East Hill Tombstone White Brush Pen Review
The East Hill Tombstone White Brush Pen (EAST HILL EH16-1) has been on my radar since I first saw it on Jet Pens a few months back. I don’t like most white-out pens because most are garbage. The gel pens usually are too ghostly to do anything ( I do love the Uni-ball Signo Broad UM-153 Gel Pen though, it’s a slight bit wide but it’s still great), and there have never been any white bristle brush pens as far as I know, until now. Also there looks like there are pretty much no reviews for it, so I figured I’d get one out there with some examples.
When I first opened this pen up it took a little while longer than I expected to get the ink to fill the brush tip. The best way I’ve found thus far is to use centrifugal motion, aka, whip it around in a circle with the tip on the outside. Have the cap on if you do this, it will whip out “ink” (this is probably closer to some form of paint). As long as you do this, you’ll actually get some relatively good results.
The more ghostly lines are done without the tip being slam full of ink at the tip (which you have to pump and whip it around to do). The thicker and whiter marks with the pumping and whipping to fill the brush tip. At first after you load up the tip, it will come out in quick and fast puddles, kind of like a Pentel Presto White Out correctional pen. But pretty quickly it gets to a good spot for a minute or two, and you’ll have to probably start the process again or you’ll get those ghostly lines.

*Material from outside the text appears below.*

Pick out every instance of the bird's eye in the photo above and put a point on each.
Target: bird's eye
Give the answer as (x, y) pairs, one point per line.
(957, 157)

It handled pretty uniformly over all the inks, it picked up more of the Platinum Carbon Ink than I would have liked, but other than that it did good actually. Line variation is there, the more full of paint it is, you might not get that real thin line, but it will still do a little thinner than the Uni Ball Signo, and that’s kinda what I was looking for.
Above is another test, and to the right I used a Pentel Pigment Brush Pen on top of the white and it adhered pretty well. I was impressed on that (White Gouache can be bad about that at times even, and that’s what I normally use as white-out). The last test was I left it unused for about a week, and I came back and it was still juicy. I assumed it would have started to dry out, since most paint pens don’t stay wet that long, but this one did.
The biggest cons I’ve seen with this Brush Pen thus far is that I haven’t seen any refills for it, so you’ll have to buy the whole unit when you run out of ink ($8.25-$8.50 is the price range I’m seeing), and it will bubble out ink while you are pushing on the cartridge, and if you aren’t careful a bit will come out and get on your fingers.
Overall, this pen is better than I thought it would be, though it still has issues. It gets 3 Zaffino Crazy Face Frank’s out of 5, mostly due to price.